Originariamente inviata da
s@ve
Originariamente inviata da
adfk
save, tralasciando chi non ha un lavoro o chi ha un rapporto di collaborazione, i contratti a tempo determinato e indeterminato portano alla fine del rapporto di lavoro al tfr o tfrl (si è la stessa cosa)...è vero che per ora se lo godono le aziende, ma nota che è molto più sicuro li che in mano a un qualsiasi istituto previdenziale...in poche parole i vari governi (e questo dovrebbe riuscirci) vogliono toglierlo ai lavoratori per integrarlo nella loro pensione....il fatto è che se fosse facoltativo potrebbe essere anche accettabile ma obbligatorio, mi pare un abuso di potere (i soldi sono sempre NOSTRI dopotutto) nonchè uno tattica per ripianare il debito pensionistico...e in poche parole dare le pensioni a quelli che la devono prendere tutt'oggi...fin qui ci siamo?
Se ho imparato il tuo pensiero innquesti mesi che ci conosciamo, credo di poter affermare che su questo tasto potremmo pensarla in modo simile.
Ti dico il mio pensiero:
Io credo che quando un lavoratore versa i contributi per la SUA pensione, questi soldi dovrebbero servire per essere accumulati per la SUA pensione e non per pagare - al presente - quella di suo padre e di sua madre, i cui contributi sono spariti non si sa dove.
Quindi c'è questo buco nel pagamento delle pensioni.
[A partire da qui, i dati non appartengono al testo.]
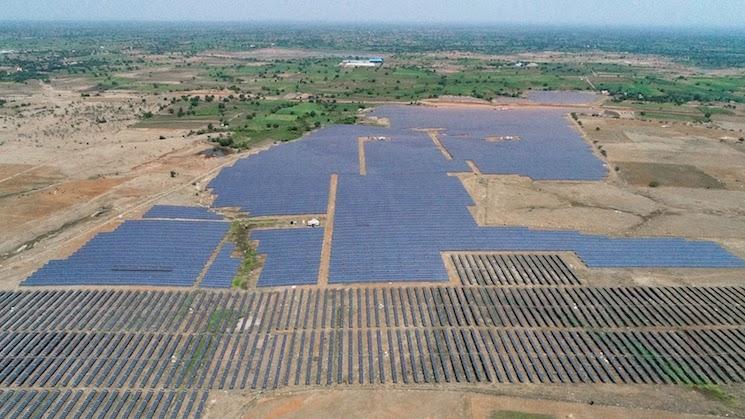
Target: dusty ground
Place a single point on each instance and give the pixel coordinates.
(498, 401)
(65, 174)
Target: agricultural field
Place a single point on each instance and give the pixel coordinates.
(227, 222)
Che va risanato, ce lo stanno imponendo a livello di CEE se ho ben capito.
Siccome non sanno come fare, tutti i governi avrebbero voluto appropriarsi del TFR, ma nessuno ha fin'ora avuto il coraggio di farlo per paura di perdere voti.
Io dico che sarebbe una grande porcata e che i soldi per risanare l'inps vanno cercati altrove. punto.
Però ti prego di non farne un discorso politico, che il problema esiste dai tempi della DC, e probabilmente i soldi relativi all'ammanco sn nei c.c. di qualche suo notabile esponente.
Detto questo devo dire che non mi piace nemmeno che i soldi del TFR, che sn proprietà del lavoratore, debbano essere nel c.c. dell'azienda per cui lavora. Io dico che questi soldi dovrebbero essere versati in una banca di comprovata serietà, magari sotto il severo controllo della banca d'Italia e rivalutati adeguatamente in funzione del costo del denaro, magari seguendo gli indici dettati di anno in anno dalla BCE.